The cloud is huge (well, infinite, really), and everybody wants their piece. Pogoplug has been a playersince the beginning, albeit with a somewhat convoluted setup process, so it’s no surprise that the drive-to-web plug appliance company is ready to push out a smartphone-friendly version. Pogoplug Mobile, as it’s to be known, brings much of its big brother’s functionality (you won’t be able to “mount” remote drives) to smartphones, tablets, and dedicated desktop apps. Want to load some photos from your 4 terabyte hard drive in San Fran while you’re on the subway in Tokyo? Simply launch an app, sign in with the username and password you registered during the seconds-long setup process, and you’re on your way. You can even email photos (links to images on your remote drive — you won’t be using data), post them to social networking sites, or transfer new ones that you shot with the phone. The concept is certainly familiar, but we got to take a look at Pogoplug’s interpretation at IFA in Berlin. Jump past the break to see what we thought.

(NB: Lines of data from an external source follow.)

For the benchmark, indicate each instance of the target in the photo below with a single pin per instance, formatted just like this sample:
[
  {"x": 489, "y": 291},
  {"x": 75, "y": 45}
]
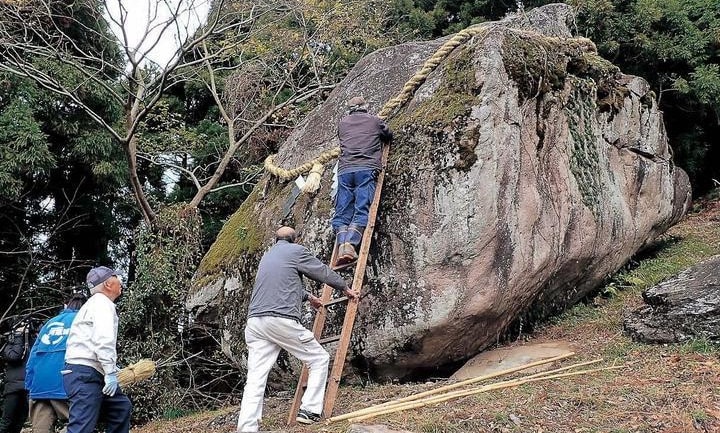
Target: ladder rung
[
  {"x": 327, "y": 340},
  {"x": 336, "y": 301}
]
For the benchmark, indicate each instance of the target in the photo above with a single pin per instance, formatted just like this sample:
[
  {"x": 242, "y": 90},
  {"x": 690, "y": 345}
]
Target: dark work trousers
[
  {"x": 88, "y": 404},
  {"x": 355, "y": 193},
  {"x": 15, "y": 410}
]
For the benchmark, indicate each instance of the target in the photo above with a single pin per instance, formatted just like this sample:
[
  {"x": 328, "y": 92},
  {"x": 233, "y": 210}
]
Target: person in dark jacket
[
  {"x": 361, "y": 139},
  {"x": 274, "y": 323},
  {"x": 14, "y": 354},
  {"x": 48, "y": 400}
]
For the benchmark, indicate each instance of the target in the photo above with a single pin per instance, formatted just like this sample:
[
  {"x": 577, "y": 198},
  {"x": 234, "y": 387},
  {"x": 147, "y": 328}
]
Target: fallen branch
[
  {"x": 451, "y": 386},
  {"x": 486, "y": 388}
]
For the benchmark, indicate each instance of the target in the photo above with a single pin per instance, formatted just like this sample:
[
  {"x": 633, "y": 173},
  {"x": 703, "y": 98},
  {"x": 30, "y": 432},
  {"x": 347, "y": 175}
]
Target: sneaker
[{"x": 307, "y": 417}]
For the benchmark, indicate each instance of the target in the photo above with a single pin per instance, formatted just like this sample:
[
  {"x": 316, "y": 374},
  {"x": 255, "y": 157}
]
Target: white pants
[{"x": 265, "y": 336}]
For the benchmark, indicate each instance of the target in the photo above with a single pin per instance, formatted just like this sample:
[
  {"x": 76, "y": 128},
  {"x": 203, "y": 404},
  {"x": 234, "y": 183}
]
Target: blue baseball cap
[{"x": 99, "y": 275}]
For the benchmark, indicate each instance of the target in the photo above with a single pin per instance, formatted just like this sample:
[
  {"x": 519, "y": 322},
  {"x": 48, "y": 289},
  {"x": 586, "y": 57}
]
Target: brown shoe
[{"x": 346, "y": 254}]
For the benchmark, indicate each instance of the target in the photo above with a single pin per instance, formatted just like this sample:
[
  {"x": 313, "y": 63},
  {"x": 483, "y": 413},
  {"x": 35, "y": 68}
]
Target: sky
[{"x": 143, "y": 15}]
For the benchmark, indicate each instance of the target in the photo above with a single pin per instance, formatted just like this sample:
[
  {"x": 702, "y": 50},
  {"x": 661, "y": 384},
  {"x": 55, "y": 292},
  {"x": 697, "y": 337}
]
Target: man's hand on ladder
[
  {"x": 315, "y": 302},
  {"x": 352, "y": 293}
]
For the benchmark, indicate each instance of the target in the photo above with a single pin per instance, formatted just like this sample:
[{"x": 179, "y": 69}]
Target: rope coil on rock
[{"x": 313, "y": 182}]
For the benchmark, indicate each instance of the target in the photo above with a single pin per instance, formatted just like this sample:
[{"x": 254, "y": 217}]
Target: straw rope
[
  {"x": 135, "y": 373},
  {"x": 387, "y": 110}
]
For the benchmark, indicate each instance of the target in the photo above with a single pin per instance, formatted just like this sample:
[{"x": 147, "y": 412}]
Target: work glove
[{"x": 111, "y": 384}]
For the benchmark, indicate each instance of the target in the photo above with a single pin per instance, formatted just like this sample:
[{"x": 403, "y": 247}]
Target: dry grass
[{"x": 668, "y": 388}]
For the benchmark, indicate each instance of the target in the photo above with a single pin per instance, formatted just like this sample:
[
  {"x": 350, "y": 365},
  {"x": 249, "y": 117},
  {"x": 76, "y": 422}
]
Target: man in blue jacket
[
  {"x": 48, "y": 400},
  {"x": 14, "y": 353}
]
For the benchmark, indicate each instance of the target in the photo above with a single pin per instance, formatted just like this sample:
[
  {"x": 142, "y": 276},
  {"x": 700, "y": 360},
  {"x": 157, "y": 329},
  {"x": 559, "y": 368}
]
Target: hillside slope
[{"x": 669, "y": 388}]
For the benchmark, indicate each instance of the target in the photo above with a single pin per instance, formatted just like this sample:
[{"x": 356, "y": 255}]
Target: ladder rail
[
  {"x": 338, "y": 366},
  {"x": 318, "y": 326},
  {"x": 358, "y": 280}
]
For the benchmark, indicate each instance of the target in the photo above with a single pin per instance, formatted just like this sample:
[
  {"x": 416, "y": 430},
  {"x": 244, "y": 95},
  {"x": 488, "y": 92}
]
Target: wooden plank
[
  {"x": 350, "y": 313},
  {"x": 318, "y": 327},
  {"x": 358, "y": 279}
]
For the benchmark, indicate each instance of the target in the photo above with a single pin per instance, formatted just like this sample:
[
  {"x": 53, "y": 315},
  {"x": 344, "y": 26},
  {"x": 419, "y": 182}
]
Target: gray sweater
[
  {"x": 279, "y": 289},
  {"x": 361, "y": 136}
]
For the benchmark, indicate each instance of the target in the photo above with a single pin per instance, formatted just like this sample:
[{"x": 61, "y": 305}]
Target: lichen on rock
[{"x": 524, "y": 170}]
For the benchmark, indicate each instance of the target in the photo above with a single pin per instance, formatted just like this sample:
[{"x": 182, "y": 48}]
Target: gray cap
[
  {"x": 357, "y": 102},
  {"x": 99, "y": 275}
]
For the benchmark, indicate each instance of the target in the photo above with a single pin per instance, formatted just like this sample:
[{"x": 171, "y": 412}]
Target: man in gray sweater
[{"x": 274, "y": 323}]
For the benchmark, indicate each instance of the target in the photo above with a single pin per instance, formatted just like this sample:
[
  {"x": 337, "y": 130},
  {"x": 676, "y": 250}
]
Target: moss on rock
[
  {"x": 242, "y": 234},
  {"x": 451, "y": 99}
]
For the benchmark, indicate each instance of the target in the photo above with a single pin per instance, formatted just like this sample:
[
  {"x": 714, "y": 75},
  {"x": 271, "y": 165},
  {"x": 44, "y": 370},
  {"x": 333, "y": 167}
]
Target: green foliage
[
  {"x": 676, "y": 46},
  {"x": 152, "y": 307}
]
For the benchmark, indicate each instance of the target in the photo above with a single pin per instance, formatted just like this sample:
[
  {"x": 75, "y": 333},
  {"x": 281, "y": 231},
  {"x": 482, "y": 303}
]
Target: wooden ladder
[{"x": 344, "y": 338}]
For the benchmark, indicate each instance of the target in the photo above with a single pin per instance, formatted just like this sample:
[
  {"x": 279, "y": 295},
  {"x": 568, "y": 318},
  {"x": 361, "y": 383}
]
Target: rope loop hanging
[{"x": 315, "y": 166}]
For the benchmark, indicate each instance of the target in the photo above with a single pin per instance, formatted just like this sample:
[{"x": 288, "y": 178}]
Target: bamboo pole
[
  {"x": 451, "y": 386},
  {"x": 485, "y": 388}
]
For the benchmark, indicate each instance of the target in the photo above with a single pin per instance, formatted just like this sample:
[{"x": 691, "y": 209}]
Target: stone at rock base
[
  {"x": 509, "y": 357},
  {"x": 523, "y": 172},
  {"x": 684, "y": 307}
]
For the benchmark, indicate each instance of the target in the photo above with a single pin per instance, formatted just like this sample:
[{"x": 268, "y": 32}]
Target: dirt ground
[{"x": 659, "y": 389}]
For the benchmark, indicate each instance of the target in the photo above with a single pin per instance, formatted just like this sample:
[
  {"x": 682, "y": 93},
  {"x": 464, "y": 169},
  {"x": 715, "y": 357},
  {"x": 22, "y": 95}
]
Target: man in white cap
[
  {"x": 90, "y": 375},
  {"x": 361, "y": 138}
]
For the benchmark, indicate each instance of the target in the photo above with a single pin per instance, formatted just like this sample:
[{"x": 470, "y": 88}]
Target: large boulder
[
  {"x": 524, "y": 171},
  {"x": 680, "y": 309}
]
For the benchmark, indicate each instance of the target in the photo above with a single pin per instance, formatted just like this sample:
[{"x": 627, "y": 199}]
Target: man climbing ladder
[{"x": 361, "y": 139}]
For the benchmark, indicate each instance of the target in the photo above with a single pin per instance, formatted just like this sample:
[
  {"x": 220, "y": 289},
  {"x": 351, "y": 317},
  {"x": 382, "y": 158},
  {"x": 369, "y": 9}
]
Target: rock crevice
[{"x": 519, "y": 178}]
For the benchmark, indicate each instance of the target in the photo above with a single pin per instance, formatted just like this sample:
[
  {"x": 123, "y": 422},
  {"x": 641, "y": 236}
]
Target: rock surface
[
  {"x": 525, "y": 170},
  {"x": 682, "y": 308},
  {"x": 493, "y": 361}
]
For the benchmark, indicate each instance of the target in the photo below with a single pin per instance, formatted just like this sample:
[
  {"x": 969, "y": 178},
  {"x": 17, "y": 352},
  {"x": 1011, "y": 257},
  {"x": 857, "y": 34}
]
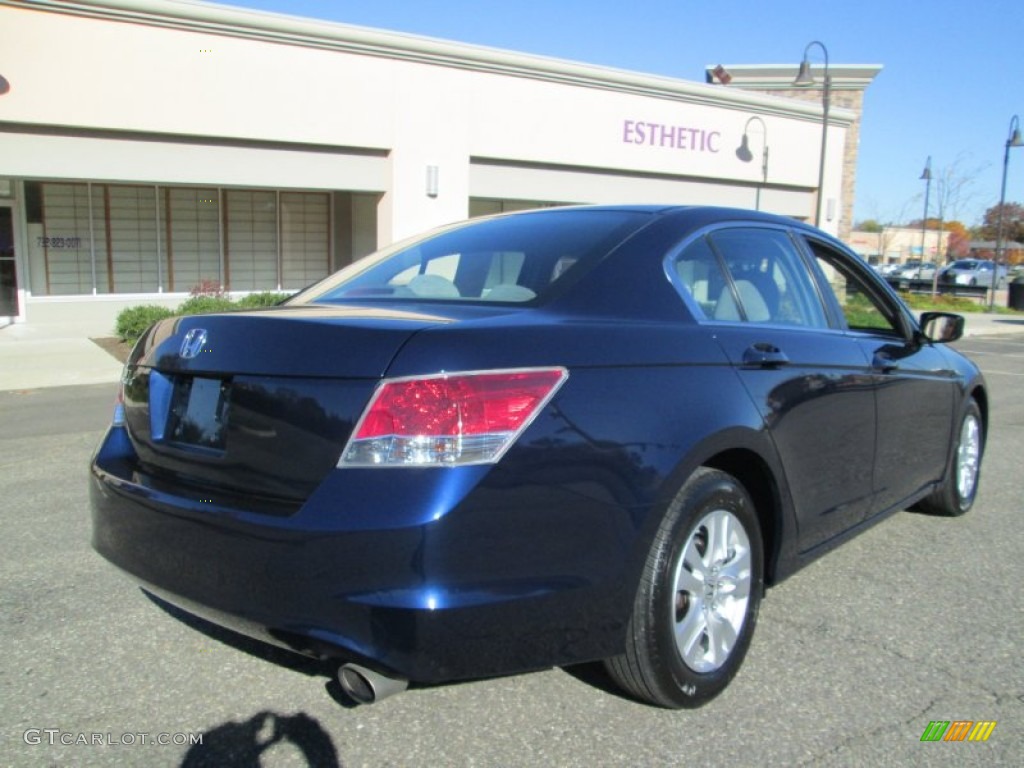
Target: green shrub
[
  {"x": 257, "y": 300},
  {"x": 132, "y": 322},
  {"x": 205, "y": 305}
]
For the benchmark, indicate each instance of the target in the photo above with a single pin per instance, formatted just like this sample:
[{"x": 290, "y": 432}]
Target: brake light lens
[{"x": 450, "y": 419}]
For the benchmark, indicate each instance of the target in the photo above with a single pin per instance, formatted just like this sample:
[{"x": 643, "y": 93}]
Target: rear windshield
[{"x": 515, "y": 258}]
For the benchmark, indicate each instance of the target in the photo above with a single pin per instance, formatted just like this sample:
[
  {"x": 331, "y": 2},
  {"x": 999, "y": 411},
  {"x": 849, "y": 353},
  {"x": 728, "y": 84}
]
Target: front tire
[
  {"x": 956, "y": 494},
  {"x": 697, "y": 602}
]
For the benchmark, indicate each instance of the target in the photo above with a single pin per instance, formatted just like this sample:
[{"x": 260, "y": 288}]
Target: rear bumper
[{"x": 471, "y": 579}]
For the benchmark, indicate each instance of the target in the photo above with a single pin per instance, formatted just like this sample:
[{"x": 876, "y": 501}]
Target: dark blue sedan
[{"x": 535, "y": 440}]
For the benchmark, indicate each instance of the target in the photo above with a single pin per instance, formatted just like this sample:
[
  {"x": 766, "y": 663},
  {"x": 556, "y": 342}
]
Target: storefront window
[{"x": 98, "y": 238}]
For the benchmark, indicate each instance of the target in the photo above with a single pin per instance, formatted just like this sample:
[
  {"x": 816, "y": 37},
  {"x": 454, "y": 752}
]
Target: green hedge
[{"x": 132, "y": 322}]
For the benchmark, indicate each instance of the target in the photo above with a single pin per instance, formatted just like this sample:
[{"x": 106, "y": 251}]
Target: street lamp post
[
  {"x": 1014, "y": 139},
  {"x": 927, "y": 176},
  {"x": 744, "y": 154},
  {"x": 805, "y": 78}
]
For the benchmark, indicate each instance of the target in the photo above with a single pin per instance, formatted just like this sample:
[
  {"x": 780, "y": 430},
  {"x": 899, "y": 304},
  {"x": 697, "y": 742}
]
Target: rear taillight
[{"x": 449, "y": 419}]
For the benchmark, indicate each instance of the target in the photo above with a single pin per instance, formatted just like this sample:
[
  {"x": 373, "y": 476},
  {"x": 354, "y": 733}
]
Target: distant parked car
[
  {"x": 916, "y": 270},
  {"x": 974, "y": 272}
]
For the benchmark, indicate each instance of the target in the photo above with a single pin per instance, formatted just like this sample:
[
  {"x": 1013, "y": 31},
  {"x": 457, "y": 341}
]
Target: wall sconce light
[{"x": 431, "y": 181}]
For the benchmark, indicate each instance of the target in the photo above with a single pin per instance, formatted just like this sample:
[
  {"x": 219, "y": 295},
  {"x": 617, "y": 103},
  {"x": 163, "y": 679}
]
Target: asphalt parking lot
[{"x": 919, "y": 620}]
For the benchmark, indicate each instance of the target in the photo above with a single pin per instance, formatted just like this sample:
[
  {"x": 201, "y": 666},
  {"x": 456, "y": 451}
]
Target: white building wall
[{"x": 176, "y": 92}]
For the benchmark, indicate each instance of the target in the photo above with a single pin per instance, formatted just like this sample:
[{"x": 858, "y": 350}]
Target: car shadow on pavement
[
  {"x": 273, "y": 654},
  {"x": 244, "y": 743}
]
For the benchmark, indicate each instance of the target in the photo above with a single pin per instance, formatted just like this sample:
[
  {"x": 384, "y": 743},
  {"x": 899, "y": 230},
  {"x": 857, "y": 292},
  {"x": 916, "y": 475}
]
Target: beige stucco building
[{"x": 188, "y": 143}]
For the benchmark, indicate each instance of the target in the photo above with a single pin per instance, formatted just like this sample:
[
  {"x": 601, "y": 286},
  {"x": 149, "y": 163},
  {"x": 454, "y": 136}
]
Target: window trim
[
  {"x": 800, "y": 250},
  {"x": 881, "y": 291}
]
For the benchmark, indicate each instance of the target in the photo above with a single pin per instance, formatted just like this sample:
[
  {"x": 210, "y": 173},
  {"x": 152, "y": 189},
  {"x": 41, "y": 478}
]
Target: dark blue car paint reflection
[{"x": 443, "y": 572}]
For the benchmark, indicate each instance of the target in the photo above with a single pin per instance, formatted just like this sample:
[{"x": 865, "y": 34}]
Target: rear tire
[
  {"x": 697, "y": 602},
  {"x": 956, "y": 494}
]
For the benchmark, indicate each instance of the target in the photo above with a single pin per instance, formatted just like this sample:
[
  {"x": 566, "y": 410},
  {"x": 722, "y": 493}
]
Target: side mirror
[{"x": 941, "y": 327}]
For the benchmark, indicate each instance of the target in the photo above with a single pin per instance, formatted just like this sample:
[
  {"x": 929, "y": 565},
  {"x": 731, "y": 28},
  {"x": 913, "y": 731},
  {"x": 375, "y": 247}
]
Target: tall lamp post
[
  {"x": 804, "y": 78},
  {"x": 744, "y": 154},
  {"x": 1014, "y": 139},
  {"x": 927, "y": 176}
]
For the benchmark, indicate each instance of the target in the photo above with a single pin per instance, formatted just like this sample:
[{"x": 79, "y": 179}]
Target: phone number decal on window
[{"x": 58, "y": 242}]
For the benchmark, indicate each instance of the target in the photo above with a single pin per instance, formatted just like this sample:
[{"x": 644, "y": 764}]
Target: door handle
[
  {"x": 885, "y": 364},
  {"x": 764, "y": 354}
]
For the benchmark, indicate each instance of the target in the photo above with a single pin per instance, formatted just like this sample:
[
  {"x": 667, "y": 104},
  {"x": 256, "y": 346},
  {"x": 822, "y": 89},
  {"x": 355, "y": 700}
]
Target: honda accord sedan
[{"x": 536, "y": 439}]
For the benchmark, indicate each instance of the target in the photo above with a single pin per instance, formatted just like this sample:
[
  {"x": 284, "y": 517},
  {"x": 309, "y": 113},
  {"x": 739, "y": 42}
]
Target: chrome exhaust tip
[{"x": 367, "y": 686}]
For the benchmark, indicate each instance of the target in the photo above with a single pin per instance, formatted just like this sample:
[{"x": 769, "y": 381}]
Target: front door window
[{"x": 8, "y": 275}]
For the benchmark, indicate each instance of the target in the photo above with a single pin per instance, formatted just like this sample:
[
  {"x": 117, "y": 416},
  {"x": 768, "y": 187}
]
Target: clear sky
[{"x": 952, "y": 77}]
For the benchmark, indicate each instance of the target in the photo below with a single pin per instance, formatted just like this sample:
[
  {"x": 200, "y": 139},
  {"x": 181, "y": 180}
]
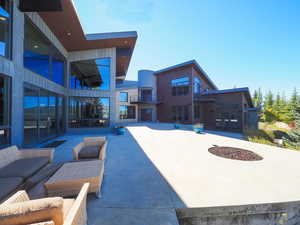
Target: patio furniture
[
  {"x": 68, "y": 180},
  {"x": 90, "y": 148},
  {"x": 17, "y": 166},
  {"x": 19, "y": 209}
]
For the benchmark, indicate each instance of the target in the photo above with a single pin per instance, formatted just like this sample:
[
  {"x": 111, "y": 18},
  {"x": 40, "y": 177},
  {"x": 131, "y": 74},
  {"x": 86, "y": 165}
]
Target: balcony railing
[{"x": 144, "y": 100}]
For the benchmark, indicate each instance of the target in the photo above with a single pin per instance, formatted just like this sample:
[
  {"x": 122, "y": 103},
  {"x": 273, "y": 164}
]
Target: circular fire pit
[{"x": 235, "y": 153}]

The first thing you’ll probably notice is that this Pogoplug isn’t a plug at all, much like the Pro. Instead, it’s a standalone device (similar in size, though not in shape to the latest-gen Apple TV), with external power adapter and all. There’s an Ethernet port, along with a pair of USB ports (one can be used to connect a WiFi dongle, though you won’t find it in the box). External design obviously isn’t all that critical, since you’ll (hopefully) never see the device again once it’s all set up. Inner beauty is what we’re looking for here, and in our somewhat limited time with the Mobile, the interface looked to be fast, intuitive, and efficient.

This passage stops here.